Another thing that killed it was there not being a single goddamn likeable character. I was on board with the ex Blaxploitation actor 'Dynamite Jones' turned cop, Arlo, played by Dig Wayne. He was a pretty cool dude, and realistic to an extent. Then, he gets to the hospital and blows his intelligence completely. When the ghosts of the hospital are shot, they explode into guts and nothing else. ON THE FIRST SHOT. This asshole wastes about six bullets after one of the ghosts has already became smithereens. I'm not looking for straight logic in a horror film like this, but I'm not looking for fucking stupidity, either. Eh, this isn't the actor's fault, but I could no longer like the dude afterward. Everybody else... fuuuuck. The main crew of college kids, annoying as shit, even the heroine Jessie that I should be clinging to. Didn't care, Trish Coren is cute, but completely transparent in the role. I kinda liked Emmett, played by Happy Mahaney, even if he does look like a scientist's experiment using DNA from Justin Timberlake and Danny Masterson, but he's not around long enough for me to truly dig him. Freddy (Josh Holt) would be alright if he could get his head out of a girls ass who obviously gives not a shit about him. Dee Wallace Stone has a small role, but not enough depth to really love on the performance. Most of the characters overall blow and the acting is bland. I'm done in this area.

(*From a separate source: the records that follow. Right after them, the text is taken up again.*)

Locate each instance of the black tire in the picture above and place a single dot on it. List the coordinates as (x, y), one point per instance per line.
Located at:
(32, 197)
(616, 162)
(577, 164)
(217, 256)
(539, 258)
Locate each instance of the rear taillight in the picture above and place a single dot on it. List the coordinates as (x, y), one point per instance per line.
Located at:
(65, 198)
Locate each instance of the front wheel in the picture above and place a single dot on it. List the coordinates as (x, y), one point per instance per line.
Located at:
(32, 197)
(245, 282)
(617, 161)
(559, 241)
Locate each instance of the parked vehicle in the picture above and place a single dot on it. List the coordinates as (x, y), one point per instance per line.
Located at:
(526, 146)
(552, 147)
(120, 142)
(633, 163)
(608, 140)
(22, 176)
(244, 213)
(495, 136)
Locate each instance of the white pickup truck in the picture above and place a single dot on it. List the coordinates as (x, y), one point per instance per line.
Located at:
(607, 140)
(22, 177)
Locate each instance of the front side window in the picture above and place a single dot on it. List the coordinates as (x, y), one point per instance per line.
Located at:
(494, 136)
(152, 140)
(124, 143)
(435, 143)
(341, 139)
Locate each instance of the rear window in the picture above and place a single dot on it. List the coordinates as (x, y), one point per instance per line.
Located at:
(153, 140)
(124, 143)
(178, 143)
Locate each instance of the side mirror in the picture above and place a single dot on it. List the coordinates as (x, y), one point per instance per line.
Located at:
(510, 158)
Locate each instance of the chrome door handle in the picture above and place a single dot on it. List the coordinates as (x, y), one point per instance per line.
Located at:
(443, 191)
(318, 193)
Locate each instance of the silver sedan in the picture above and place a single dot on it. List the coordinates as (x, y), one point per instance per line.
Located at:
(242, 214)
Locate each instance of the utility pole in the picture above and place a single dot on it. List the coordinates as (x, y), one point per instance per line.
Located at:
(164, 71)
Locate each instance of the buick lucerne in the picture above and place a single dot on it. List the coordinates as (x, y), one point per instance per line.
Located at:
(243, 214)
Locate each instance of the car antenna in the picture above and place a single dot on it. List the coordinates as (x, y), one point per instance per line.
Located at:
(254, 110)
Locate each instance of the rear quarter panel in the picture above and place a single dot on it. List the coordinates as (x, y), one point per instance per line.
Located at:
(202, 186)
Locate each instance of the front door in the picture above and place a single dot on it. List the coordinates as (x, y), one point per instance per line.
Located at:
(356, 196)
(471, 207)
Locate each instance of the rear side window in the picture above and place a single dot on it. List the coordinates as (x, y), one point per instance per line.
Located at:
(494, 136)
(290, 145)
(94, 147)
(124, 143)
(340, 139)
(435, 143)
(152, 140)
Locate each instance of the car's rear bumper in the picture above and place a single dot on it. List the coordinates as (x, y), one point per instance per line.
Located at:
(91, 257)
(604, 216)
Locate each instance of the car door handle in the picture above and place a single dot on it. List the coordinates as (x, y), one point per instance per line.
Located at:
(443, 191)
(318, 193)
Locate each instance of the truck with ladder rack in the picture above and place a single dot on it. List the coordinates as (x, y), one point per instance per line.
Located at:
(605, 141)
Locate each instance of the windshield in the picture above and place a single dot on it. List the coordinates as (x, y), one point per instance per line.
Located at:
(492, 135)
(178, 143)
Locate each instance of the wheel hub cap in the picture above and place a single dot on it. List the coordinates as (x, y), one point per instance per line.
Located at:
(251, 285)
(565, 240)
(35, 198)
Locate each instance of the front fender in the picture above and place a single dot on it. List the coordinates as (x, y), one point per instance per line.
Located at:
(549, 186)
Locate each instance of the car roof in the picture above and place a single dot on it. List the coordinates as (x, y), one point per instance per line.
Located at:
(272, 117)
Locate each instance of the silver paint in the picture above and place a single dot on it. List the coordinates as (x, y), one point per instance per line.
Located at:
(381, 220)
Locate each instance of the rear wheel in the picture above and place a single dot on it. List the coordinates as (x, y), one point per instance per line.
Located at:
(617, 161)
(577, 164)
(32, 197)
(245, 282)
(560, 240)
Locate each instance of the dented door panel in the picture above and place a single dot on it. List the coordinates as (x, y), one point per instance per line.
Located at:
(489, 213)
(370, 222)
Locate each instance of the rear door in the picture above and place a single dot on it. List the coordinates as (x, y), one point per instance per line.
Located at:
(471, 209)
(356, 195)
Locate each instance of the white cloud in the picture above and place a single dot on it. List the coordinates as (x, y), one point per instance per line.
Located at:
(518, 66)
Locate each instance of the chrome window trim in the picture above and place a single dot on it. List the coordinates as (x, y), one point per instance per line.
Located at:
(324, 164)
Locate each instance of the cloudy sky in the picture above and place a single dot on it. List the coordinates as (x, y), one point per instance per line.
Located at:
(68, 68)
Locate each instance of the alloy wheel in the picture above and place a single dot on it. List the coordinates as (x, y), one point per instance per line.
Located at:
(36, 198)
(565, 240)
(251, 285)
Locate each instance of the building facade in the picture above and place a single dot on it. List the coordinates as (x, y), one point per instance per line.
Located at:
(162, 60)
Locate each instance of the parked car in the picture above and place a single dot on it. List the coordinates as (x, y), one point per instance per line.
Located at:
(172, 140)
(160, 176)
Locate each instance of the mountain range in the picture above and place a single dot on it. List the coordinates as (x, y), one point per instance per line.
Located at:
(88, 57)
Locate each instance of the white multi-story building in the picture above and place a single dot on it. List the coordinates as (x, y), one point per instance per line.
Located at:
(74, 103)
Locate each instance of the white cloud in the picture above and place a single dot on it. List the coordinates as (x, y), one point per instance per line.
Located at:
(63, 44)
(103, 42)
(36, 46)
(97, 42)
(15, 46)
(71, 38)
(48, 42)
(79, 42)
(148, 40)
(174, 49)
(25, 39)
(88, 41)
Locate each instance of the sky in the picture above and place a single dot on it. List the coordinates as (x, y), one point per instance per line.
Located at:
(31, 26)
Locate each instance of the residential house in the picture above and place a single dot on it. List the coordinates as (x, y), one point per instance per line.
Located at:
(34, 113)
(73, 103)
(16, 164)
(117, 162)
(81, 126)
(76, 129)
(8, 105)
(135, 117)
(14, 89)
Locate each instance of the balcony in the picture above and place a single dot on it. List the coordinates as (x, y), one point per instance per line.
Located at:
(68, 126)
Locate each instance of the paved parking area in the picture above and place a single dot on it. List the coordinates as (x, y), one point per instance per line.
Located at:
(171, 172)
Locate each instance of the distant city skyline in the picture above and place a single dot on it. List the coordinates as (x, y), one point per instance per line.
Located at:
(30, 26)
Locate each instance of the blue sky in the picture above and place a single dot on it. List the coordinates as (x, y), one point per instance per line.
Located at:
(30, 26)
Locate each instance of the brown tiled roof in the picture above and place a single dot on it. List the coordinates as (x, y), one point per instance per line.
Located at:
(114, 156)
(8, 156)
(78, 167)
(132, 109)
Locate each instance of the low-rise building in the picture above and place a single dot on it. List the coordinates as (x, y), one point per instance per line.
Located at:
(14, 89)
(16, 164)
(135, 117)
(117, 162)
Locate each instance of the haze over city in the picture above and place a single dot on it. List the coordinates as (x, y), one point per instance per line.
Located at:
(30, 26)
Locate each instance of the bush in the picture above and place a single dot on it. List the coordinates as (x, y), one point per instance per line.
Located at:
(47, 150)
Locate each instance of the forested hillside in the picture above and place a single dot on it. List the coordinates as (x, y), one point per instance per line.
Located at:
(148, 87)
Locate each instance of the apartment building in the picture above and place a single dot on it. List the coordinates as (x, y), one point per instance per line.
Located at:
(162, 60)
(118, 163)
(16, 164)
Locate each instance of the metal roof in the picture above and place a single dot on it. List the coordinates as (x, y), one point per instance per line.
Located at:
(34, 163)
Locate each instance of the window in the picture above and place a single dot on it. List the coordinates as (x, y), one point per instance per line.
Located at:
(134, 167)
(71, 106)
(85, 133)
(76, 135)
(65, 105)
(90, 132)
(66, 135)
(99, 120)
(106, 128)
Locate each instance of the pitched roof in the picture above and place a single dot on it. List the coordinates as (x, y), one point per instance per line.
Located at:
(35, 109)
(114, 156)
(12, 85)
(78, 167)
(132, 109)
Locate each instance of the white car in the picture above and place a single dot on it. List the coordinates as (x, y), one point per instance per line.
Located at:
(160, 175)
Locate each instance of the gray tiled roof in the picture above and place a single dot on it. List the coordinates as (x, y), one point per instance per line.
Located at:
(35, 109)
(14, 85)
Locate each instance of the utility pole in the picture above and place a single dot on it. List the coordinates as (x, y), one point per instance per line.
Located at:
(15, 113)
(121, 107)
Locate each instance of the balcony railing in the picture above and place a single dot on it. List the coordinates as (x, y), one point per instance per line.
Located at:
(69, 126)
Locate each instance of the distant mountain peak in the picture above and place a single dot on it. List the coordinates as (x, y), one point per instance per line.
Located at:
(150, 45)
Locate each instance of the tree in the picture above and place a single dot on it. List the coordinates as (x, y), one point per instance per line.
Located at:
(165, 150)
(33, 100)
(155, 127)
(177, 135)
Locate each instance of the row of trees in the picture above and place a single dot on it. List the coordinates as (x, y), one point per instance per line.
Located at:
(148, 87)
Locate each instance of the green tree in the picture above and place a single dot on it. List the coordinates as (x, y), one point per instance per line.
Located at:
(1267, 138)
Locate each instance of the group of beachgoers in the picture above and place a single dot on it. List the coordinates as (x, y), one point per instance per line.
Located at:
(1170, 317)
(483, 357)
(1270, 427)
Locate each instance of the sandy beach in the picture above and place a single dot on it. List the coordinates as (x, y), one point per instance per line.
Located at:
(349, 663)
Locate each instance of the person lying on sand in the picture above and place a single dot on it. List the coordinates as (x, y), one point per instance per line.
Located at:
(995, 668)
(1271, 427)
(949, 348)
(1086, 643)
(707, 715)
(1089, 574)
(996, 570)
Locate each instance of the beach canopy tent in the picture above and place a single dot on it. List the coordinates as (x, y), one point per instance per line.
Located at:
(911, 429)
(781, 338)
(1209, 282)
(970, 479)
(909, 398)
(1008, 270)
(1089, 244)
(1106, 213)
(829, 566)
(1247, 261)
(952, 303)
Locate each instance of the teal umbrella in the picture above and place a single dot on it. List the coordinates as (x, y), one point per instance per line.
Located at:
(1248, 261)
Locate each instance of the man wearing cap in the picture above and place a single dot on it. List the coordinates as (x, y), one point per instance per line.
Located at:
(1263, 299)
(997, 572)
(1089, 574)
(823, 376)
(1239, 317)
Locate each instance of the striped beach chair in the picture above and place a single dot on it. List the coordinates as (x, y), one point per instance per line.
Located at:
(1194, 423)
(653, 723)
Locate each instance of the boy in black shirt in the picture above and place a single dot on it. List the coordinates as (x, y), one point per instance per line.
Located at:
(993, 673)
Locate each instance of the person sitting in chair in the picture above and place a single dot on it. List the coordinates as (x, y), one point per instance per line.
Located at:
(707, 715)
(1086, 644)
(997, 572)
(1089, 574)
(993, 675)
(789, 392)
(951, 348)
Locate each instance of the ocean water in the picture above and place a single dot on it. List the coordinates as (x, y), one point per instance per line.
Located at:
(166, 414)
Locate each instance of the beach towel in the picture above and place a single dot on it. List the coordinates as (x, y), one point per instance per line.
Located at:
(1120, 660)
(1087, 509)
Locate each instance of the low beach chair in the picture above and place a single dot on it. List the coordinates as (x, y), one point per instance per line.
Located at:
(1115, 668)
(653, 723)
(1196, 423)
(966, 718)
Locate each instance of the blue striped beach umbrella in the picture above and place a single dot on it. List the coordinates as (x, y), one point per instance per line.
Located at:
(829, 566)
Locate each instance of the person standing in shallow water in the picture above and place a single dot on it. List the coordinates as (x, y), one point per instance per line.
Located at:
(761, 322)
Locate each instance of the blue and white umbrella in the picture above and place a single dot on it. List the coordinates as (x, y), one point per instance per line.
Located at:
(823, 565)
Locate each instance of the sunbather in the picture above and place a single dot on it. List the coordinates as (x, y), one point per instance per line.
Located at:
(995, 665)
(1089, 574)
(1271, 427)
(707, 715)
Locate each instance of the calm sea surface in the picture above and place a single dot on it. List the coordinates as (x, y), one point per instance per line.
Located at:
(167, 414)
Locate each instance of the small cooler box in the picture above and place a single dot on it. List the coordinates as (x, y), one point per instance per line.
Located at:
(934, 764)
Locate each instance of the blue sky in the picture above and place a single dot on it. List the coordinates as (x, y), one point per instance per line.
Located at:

SFX are definitely one of Boo's strong points. Kevin Wasner is a fucking boss at creature effects. The skinned dog sequence looks awesome, reminiscent of Rob Bottin's work in Carpenter's The Thing. The dog is a mix visual and practical, actually a lot of work in this film is a mix, but the dog sequence works the best. The use of visual and practical on the ghosts looks pretty fucking corny, and the way the ghosts explode is laughable. Roll call: lame shaky ghosts, floating clown costume that drips maggots out of the pants, a character melts, a room of body parts, a dude punches a wall and his hand breaks and turns to mush, think pancake syrup like blood, and more. Loved the blood work, meh on the computer enhancements, save for the dog stuff.
Alan Howarth and Carey James' music could have been another strong point if put to more use. What there is sounds pretty fucking bad ass, but it's left in the dust for the most part. I'm all for the element of silence, as it's rarely done, but it should be used when there's a lot of uninteresting shit going on. I'd have rather had real film score in place of all that sound effect shit that I was crying about earlier.
Ultimately, Boo is pretty passable. Damn near a snoozefest at times. The intentions were in the right place, but the overall execution kinda fails. I thought the SFX were pretty cool, and all the homages here and there, but that wasn't enough to make up for the poor characters and overuse of cheap scares. Won't be wasting a day out of my favorite month on this one again.